Queensland Law Society has concerns that allowing the Crime and Corruption Commission to report or make public statements before a matter is finalised “will lead to increased attempts at weaponisation”, QLS representatives told a public hearing on Monday.
Society President Genevieve Dee, Calvin Gnech and Daniel Maroske from the Occupational Discipline Law Committee, and QLS Principal Policy Solicitor, Kate Brodnik appeared before the committee considering the Inquiry into Crime and Corruption (Restoring Reporting Powers) Amendment Bill 2025.
On 20 February 2025, Attorney-General Deb Frecklington introduced the Bill into the Queensland Parliament. The Bill was referred to the Justice, Integrity and Community Safety Committee for detailed consideration.
“Our concerns with this Bill are not politically motivated,” Genevieve said. “They relate to the impact these amendments will have on the rights of individuals who have been referred to an investigative body with extraordinary powers.
“They relate to ensuring procedural fairness is properly afforded and any information published is done so appropriately so as to preserve the integrity of the State’s corruption watchdog.
“The Society is supportive of a strong Commission where complaints and the complaint processes are unable to be weaponised. The risks of harm associated with this, especially given the volume of complaints received by the Commission in each year, cannot be ignored.”
Committee Chair Martin Hunt asked QLS if there were any circumstances where investigations should not be kept secret in the public interest and should be publicised before being finalisation, using the example of the 1989 Fitzgerald Inquiry report.
Calvin replied to the question, saying: “You’ve identified perhaps the most significant event of corruption in the history of Queensland, so respectfully sometimes it’s not overly helpful to refer to the most significant event, more so the run-of-the-mill type of events is what the QLS is more addressing.”
He explained to the committee that the definition of corrupt conduct in the Act was broad and extended to a wide variety of matters.

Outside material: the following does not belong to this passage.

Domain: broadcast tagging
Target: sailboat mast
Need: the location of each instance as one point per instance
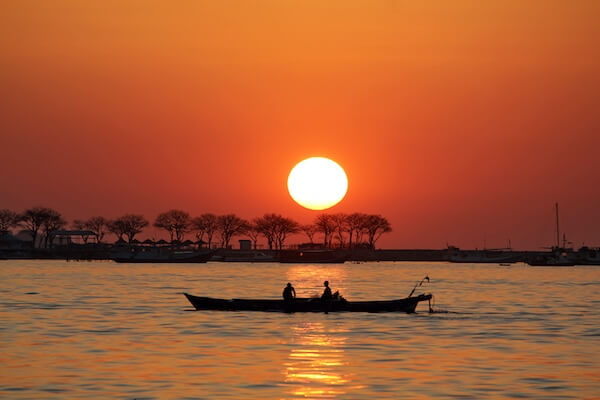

“And what we don’t what to see happen is that we are in a situation where two things happen: innocent people have their reputations unnecessarily harmed but more broadly speaking that the CCC becomes a body that is used to weaponise complaints and it’s not fulfilling its obligations and its functions under the CCC Act.”
Calvin said the Society had urged in its submission that the Act had strong language around safeguards to ensure those things did not occur.
“So we don’t find that we are in a vastly different space depending on who holds positions at the CCC, what I mean by that is that the power to release public information under a chairperson, is done in an entirely different way pending perhaps a change in government or change of position within the CCC and it’s for that reason we make the submission that there must be strong language both in the protections and explanatory notes around those safeguards.”
Member for Gaven Meaghan Scanlon, standing in for the Member for Macalister, asked QLS about concerns about “unintended consequences” around the release of information.
Daniel, a former senior lawyer with the CCC before entering private practice, said there was “no doubt that being named as a subject of a corruption allegation is a very significant event in any person’s life”.
“It’s often coupled with either disciplinary or parallel proceedings or criminal proceedings potentially, and we do experience a number of people seeking leave, whether it be for mental health reasons or something like that.
“I don’t want to underplay the significance of being named in something like this and throughout the processes I’ve been involved in … often these complaints do essentially lead to no future action or an outcome where nothing has been substantiated.
“So I suppose it’s the risk that something might be made public, or something being commented on in circumstances where at the end of the day no outcome is arrived at. And there’s a significant risk that might arise from that, that could be avoided had comment been reserved until such time that that’s completed.”
The committee is due to table its report on 11 April 2025.